Dal Baden-Württenberg alle ultime, dolci propaggini dell'Appenino fra Piemonte e Liguria, anch'esse struggenti nella varietà dei colori autunnali. Peccato che a Volpedo, nello studio di Pellizza, abbia ormai chiuso la mostra che ricostruiva gli anni della sua formazione, tra il 1880 e il 1892, anni spesi dall'artista a frequentare, per apprender sempre di più, le Accademie d'Italia: Brera, Roma, Firenze, la Carrara di Bergamo. Dopo, alle grandi città Pellizza preferì sempre la solitudine di Volpedo, il piccolo centro dov'era nato e dove dipinse Il quarto stato, opera di riferimento per il divisionismo e non solo, oggi relegato a far da manifesto pubblicitario del milanese Museo del Novecento. Peccato, si diceva perché Aurora Scotti, curatrice della rassegna, aveva radunato, accanto a disegni accademici e copie dal vero, pochi ma significativi lavori dove il pittore affronta in modi rigorosi i problemi delle inquadrature e della luce. La piazza di Volpedo (1888) invasa dalla luce estiva e scandita dai volumi delle case appare come una salda premessa per ciò che avverrà in seguito; il Ricordo di un dolore o Ritratto di Santina Negri, sapiente rielaborazione degli insegnamenti di Cesare Tallone, suo maestro alla Carrara, e dei macchiaioli é già pervaso di quella malinconia che é sigla di tanti lavori dell'artista.
frutta candita
Nello studio di Volpedo (si può visitare sempre, e ne vale la pena, magari indugiando sui titoli dei libri che l'artista leggeva) era esposta anche una Natura morta con cipolle; altre tre sono visibili, fino a febbraio 2012, presso la Pinacoteca della Fondazione Cassa di Risparmio di Tortona dove Giovanna Ginex ha curato una mostra, attraente e brillante senza venir meno al rigore delle scelte, su La meraviglia della natura morta 1830-1910 (catalogo Skira).

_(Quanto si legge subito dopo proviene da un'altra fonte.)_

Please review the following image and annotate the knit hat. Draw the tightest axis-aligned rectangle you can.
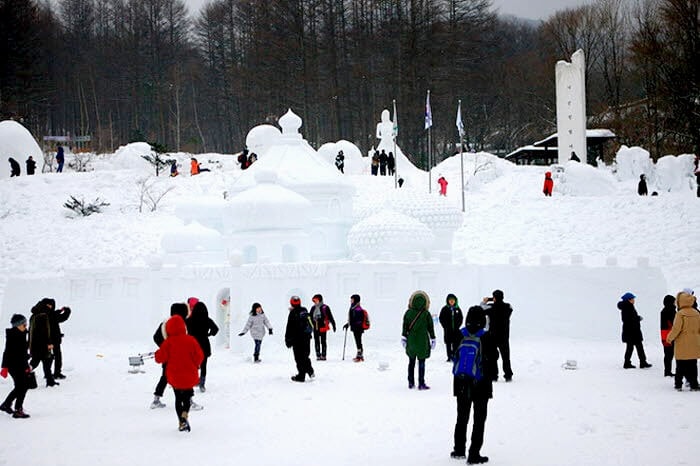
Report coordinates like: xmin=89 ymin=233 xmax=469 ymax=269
xmin=10 ymin=314 xmax=27 ymax=327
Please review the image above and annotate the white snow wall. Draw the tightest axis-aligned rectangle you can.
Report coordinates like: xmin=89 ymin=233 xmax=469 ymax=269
xmin=0 ymin=262 xmax=676 ymax=351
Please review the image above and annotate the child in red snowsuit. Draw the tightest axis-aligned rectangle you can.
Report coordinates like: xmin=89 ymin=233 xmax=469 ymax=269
xmin=542 ymin=172 xmax=554 ymax=196
xmin=155 ymin=315 xmax=204 ymax=432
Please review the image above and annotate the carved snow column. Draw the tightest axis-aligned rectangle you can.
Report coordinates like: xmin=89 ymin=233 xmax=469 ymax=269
xmin=556 ymin=49 xmax=588 ymax=164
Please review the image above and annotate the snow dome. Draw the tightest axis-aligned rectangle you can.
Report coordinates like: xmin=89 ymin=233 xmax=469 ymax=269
xmin=348 ymin=210 xmax=435 ymax=260
xmin=245 ymin=125 xmax=282 ymax=157
xmin=384 ymin=189 xmax=462 ymax=252
xmin=0 ymin=120 xmax=44 ymax=179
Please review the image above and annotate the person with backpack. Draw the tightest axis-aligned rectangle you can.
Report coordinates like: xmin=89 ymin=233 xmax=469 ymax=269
xmin=188 ymin=301 xmax=219 ymax=393
xmin=155 ymin=315 xmax=204 ymax=432
xmin=401 ymin=290 xmax=435 ymax=390
xmin=284 ymin=296 xmax=314 ymax=382
xmin=439 ymin=293 xmax=464 ymax=362
xmin=661 ymin=294 xmax=676 ymax=377
xmin=617 ymin=292 xmax=651 ymax=369
xmin=343 ymin=294 xmax=369 ymax=362
xmin=450 ymin=306 xmax=496 ymax=464
xmin=482 ymin=290 xmax=513 ymax=382
xmin=238 ymin=303 xmax=272 ymax=363
xmin=310 ymin=294 xmax=335 ymax=361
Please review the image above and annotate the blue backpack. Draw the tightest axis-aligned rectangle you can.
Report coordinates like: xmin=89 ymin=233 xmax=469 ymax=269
xmin=452 ymin=328 xmax=486 ymax=382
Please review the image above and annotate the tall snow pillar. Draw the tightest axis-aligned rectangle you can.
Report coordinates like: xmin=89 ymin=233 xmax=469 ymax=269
xmin=556 ymin=49 xmax=588 ymax=164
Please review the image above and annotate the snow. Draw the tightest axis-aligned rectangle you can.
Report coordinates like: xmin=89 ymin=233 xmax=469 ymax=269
xmin=0 ymin=139 xmax=700 ymax=466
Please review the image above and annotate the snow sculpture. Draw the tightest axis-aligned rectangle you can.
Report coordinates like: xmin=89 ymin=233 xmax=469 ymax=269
xmin=556 ymin=49 xmax=587 ymax=164
xmin=245 ymin=125 xmax=282 ymax=158
xmin=227 ymin=170 xmax=311 ymax=264
xmin=0 ymin=120 xmax=44 ymax=179
xmin=229 ymin=110 xmax=355 ymax=260
xmin=348 ymin=210 xmax=435 ymax=260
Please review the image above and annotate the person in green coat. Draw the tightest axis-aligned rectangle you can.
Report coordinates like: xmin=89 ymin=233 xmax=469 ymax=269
xmin=401 ymin=290 xmax=435 ymax=390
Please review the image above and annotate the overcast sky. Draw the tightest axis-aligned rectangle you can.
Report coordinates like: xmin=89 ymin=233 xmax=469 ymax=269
xmin=185 ymin=0 xmax=590 ymax=19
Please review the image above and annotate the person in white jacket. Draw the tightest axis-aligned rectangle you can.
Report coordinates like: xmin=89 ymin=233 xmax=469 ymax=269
xmin=238 ymin=303 xmax=272 ymax=362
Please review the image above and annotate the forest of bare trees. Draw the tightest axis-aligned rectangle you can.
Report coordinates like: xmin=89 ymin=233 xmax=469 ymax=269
xmin=0 ymin=0 xmax=700 ymax=162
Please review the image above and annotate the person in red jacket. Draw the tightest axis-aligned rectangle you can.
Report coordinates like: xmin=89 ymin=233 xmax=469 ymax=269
xmin=155 ymin=315 xmax=204 ymax=432
xmin=542 ymin=172 xmax=554 ymax=196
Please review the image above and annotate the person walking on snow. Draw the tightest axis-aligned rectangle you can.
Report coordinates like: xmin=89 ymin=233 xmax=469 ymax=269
xmin=310 ymin=294 xmax=335 ymax=361
xmin=661 ymin=294 xmax=676 ymax=377
xmin=187 ymin=301 xmax=219 ymax=393
xmin=617 ymin=292 xmax=652 ymax=372
xmin=343 ymin=294 xmax=365 ymax=362
xmin=238 ymin=303 xmax=272 ymax=362
xmin=666 ymin=291 xmax=700 ymax=391
xmin=155 ymin=315 xmax=204 ymax=432
xmin=401 ymin=290 xmax=435 ymax=390
xmin=439 ymin=293 xmax=464 ymax=362
xmin=542 ymin=172 xmax=554 ymax=197
xmin=284 ymin=296 xmax=314 ymax=382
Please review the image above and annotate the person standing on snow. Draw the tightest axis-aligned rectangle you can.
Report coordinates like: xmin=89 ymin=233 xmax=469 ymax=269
xmin=542 ymin=172 xmax=554 ymax=197
xmin=439 ymin=293 xmax=464 ymax=362
xmin=284 ymin=296 xmax=314 ymax=382
xmin=238 ymin=303 xmax=272 ymax=362
xmin=401 ymin=290 xmax=435 ymax=390
xmin=661 ymin=294 xmax=676 ymax=377
xmin=617 ymin=292 xmax=651 ymax=369
xmin=343 ymin=294 xmax=365 ymax=362
xmin=310 ymin=294 xmax=335 ymax=361
xmin=155 ymin=315 xmax=204 ymax=432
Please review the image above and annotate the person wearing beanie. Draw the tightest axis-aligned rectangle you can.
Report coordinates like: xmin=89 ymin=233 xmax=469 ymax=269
xmin=450 ymin=306 xmax=497 ymax=464
xmin=481 ymin=290 xmax=513 ymax=382
xmin=0 ymin=314 xmax=31 ymax=419
xmin=284 ymin=296 xmax=314 ymax=382
xmin=617 ymin=291 xmax=651 ymax=369
xmin=238 ymin=303 xmax=272 ymax=363
xmin=666 ymin=291 xmax=700 ymax=391
xmin=439 ymin=293 xmax=464 ymax=362
xmin=343 ymin=294 xmax=369 ymax=362
xmin=401 ymin=290 xmax=435 ymax=390
xmin=155 ymin=315 xmax=204 ymax=432
xmin=309 ymin=294 xmax=335 ymax=361
xmin=187 ymin=301 xmax=219 ymax=393
xmin=661 ymin=294 xmax=676 ymax=377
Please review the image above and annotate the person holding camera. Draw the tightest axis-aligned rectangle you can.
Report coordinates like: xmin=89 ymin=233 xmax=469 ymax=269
xmin=482 ymin=290 xmax=513 ymax=382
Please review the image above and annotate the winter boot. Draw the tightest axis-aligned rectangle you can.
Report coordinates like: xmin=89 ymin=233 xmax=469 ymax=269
xmin=12 ymin=408 xmax=29 ymax=419
xmin=151 ymin=395 xmax=165 ymax=409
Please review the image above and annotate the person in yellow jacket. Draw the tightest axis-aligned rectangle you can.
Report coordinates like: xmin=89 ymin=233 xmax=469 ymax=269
xmin=666 ymin=291 xmax=700 ymax=391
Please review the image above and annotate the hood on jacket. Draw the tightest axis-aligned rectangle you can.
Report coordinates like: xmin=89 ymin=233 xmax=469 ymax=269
xmin=408 ymin=290 xmax=430 ymax=311
xmin=165 ymin=315 xmax=187 ymax=337
xmin=676 ymin=291 xmax=695 ymax=309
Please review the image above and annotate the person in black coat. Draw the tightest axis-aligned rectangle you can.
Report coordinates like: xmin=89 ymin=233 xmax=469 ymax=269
xmin=24 ymin=155 xmax=36 ymax=175
xmin=187 ymin=301 xmax=219 ymax=392
xmin=29 ymin=299 xmax=59 ymax=387
xmin=0 ymin=314 xmax=31 ymax=419
xmin=439 ymin=293 xmax=464 ymax=362
xmin=41 ymin=298 xmax=71 ymax=379
xmin=284 ymin=296 xmax=314 ymax=382
xmin=7 ymin=157 xmax=20 ymax=178
xmin=450 ymin=306 xmax=498 ymax=464
xmin=661 ymin=294 xmax=676 ymax=377
xmin=617 ymin=292 xmax=651 ymax=369
xmin=482 ymin=290 xmax=513 ymax=382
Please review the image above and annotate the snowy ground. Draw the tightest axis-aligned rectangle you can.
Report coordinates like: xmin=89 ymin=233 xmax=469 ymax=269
xmin=0 ymin=148 xmax=700 ymax=466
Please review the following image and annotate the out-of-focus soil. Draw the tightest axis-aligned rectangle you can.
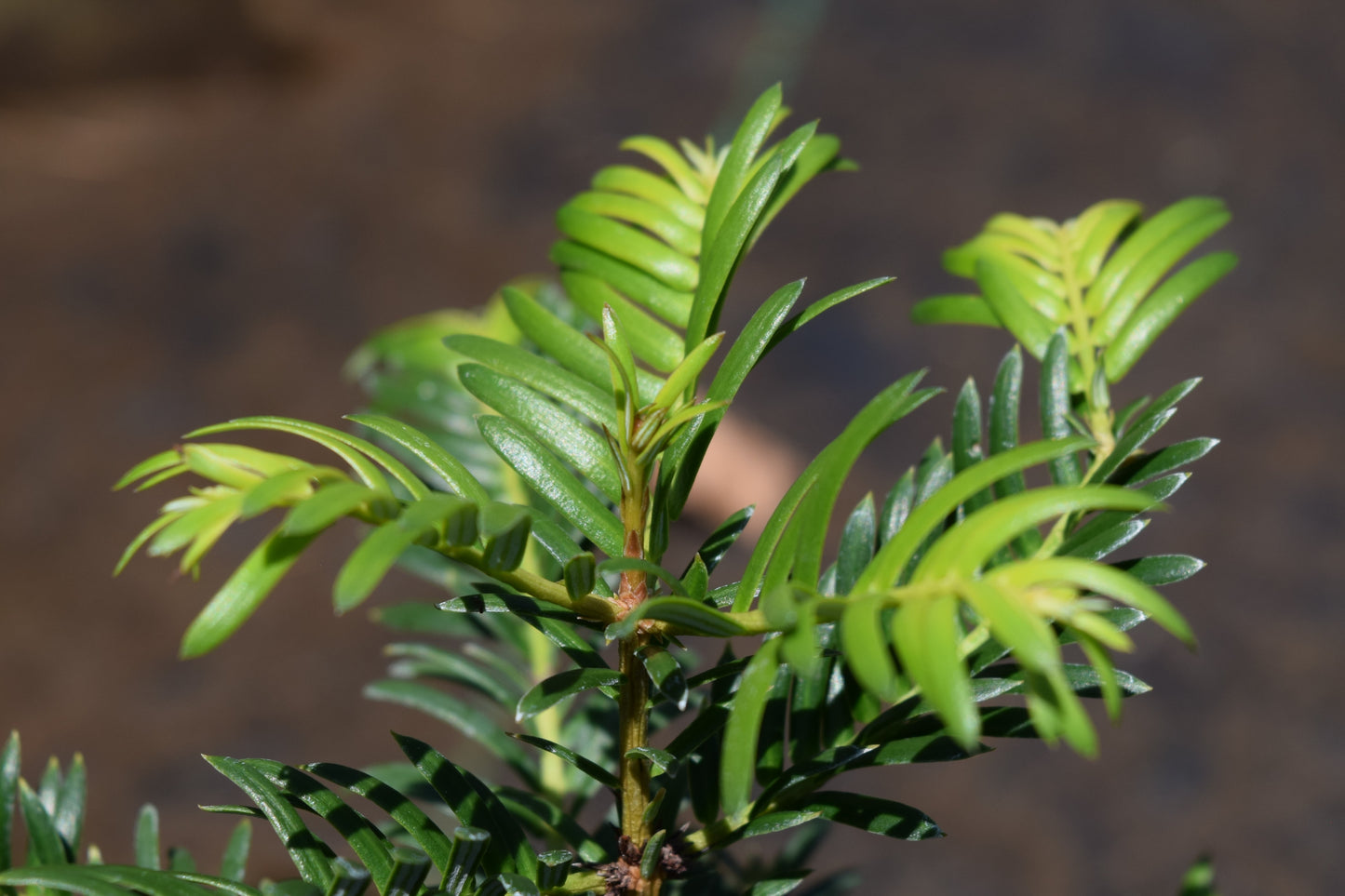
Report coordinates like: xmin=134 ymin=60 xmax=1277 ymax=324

Si parte da Hayez con un quadro di Fiori, che sembra di un fiammingo, e si arriva alle Dalie e agli Ireos di Previati, artista apprezzato da Boccioni, autore di un Cocomero, purtroppo negato alla mostra dal Museo di Hannover, che sarebbe stato con il suo esplosivo dinamismo un finale memorabile. Nelle sale della Pinacoteca della Cassa di Risparmio di Tortona, simili per dimensioni a quelle delle case della ricca borghesia (gli Junck, i Treves, l'industriale legnanese Dell'Acqua) dove questi dipinti facevano bella mostra di sé, sono appese opere di Luigi Scrosati, che all'accademia milanese insegnava proprio pittura di fiori, di Amanzia Guerillot Inganni e Maria Michis Cattaneo,signore distintesi anche alle mostre di Brera, del virtuosistico Bouvier fino alle prove naturaliste di Carcano (bellissimo In autunno, le foglie delle piante sul balcone ormai avvizzite davanti al panorama di Milano col Duomo e la Ca' Granda), Feragutti Visconti, Gignous e il Segantini "barabin". Sulle tavole non solo fiori, ma tanta cacciagione nostrana, fin un Gorgonzola umido e ben stagionato dipinto di Tallone, angurie e zucche e poi canditi, marrons-glacées e caramelle sulle quali, golosi, vorremmo allungare le mani, dispensate in una superba tela di Emilio Longoni che in un'altra mette in posa un fragrante panettone. E qui ci vorrebbe ancora Roberto Longhi a chiosare: "di Cova, prima dell'industrializzazione recente".